The procedure is carried out by injecting magnetically responsive droplets – each just slightly larger than a single cell – inside tissues and in between cells, and then applying a magnetic field to deform the droplets. When they deform, the droplets generate forces onto the surrounding cells.
“[This] allows us to literally poke individual cells inside developing organs,” Campàs said. “Moreover, we monitor the shape of the droplet over time when a magnetic field is applied on it which allows us to probe the compliance or fluidity of the cell’s environment inside living tissues. In other words, we can reveal what is the mechanical environment of cells and poke them in their natural environment, which allows us to know what mechanical cues they are exposed to as tissues develop.”
Using the technique, Campàs and his research team explored how vertebrate embryos, specifically zebrafish embryos, shaped their body axis.
“We mapped how the mechanical properties of the growing [zebrafish] embryo changes along its axis,” said Campàs. “We found that the tissues are fluid, like very viscous honey, but the viscosity is lowest at the end of the body axis, exactly where it needs to grow. This shows that the physical principles behind sculpting embryos are similar to shaping molten glass in glassblowing.”
The technique will enable Campàs and other researchers to study how organs and tissues are created in 3D settings, which is not yet understood. Indeed, it holds great potential for numerous implementations. By helping scientists understand how tissues behave mechanically, this could be significantly conducive in tissue engineering applications. It has opened the possibility of examining how the mechanical cues cells respond to affect cellular decisions in living tissues and grasping a better understanding of mechanical signaling – the “sense of touch,” according to Campàs – of cells.
Furthermore, as many diseases, including cancerous tumor growth, are linked to abnormal changes in the mechanical environment of cells, scientists now have a means to investigate how these atypical mechanical conditions contribute to the progression of disease.

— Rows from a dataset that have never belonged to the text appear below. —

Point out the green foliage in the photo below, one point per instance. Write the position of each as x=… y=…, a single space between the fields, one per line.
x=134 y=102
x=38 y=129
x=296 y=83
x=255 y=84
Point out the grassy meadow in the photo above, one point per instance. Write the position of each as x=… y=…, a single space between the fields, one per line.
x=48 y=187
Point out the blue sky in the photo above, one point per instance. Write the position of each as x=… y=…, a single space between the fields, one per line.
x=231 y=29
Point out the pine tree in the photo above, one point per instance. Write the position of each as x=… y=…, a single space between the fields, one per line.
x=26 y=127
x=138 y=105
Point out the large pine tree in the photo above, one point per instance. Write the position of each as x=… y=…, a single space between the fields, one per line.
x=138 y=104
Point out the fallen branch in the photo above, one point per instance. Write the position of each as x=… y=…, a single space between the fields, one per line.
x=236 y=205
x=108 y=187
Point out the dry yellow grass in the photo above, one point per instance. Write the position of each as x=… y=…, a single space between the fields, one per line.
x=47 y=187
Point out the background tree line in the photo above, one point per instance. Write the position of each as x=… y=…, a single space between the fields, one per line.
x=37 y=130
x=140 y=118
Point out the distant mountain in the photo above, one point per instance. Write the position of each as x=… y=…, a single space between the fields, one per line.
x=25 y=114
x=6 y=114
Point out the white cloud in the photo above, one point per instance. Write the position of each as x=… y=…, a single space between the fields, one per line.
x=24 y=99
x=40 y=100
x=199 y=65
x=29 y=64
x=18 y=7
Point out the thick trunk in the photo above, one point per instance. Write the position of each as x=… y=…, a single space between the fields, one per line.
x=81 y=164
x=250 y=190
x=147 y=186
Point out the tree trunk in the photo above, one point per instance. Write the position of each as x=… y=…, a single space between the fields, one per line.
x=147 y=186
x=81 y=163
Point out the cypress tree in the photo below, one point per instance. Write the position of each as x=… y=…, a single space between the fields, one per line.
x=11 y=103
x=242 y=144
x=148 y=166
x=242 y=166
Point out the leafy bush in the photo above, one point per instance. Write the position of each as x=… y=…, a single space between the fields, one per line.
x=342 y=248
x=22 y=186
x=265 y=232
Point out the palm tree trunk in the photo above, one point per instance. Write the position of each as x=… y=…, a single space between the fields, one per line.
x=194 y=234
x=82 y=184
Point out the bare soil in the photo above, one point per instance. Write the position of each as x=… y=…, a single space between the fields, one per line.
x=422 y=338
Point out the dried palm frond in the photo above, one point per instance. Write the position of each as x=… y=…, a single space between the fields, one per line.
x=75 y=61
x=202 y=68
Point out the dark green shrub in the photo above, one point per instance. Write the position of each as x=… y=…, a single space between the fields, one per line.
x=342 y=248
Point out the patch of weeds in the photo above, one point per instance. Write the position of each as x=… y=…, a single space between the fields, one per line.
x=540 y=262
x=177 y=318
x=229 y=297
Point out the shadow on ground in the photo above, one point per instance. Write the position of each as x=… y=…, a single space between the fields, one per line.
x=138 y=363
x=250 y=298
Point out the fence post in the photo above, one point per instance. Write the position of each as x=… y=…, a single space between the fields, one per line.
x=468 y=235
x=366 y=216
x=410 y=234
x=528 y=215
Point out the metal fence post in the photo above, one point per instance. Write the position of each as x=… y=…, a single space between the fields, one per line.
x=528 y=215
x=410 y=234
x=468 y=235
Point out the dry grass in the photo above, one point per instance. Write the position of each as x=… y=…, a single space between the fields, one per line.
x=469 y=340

“We will be able to study how mechanical cues affect disease progression using living tissues, without having to take the cells [from] their environment and study them on synthetic dishes,” Campàs said. “This is important because lab dishes provide a very different mechanical environment than the native 3D tissue. We will also be able to understand how the genetic code and the physical world interplay to build these complex structures.”
The latter application of the technique is what Campàs and his colleagues are currently focusing on.
“We are now using this technique to understand the role of mechanical cues in shaping embryonic tissues. Beyond the formation of 3D tissues and organs, we are studying mechanical cues in tumor progression compared to [those in] healthy tissues,” he said.
Campàs’s pioneering research has been published in the journal Nature Methods.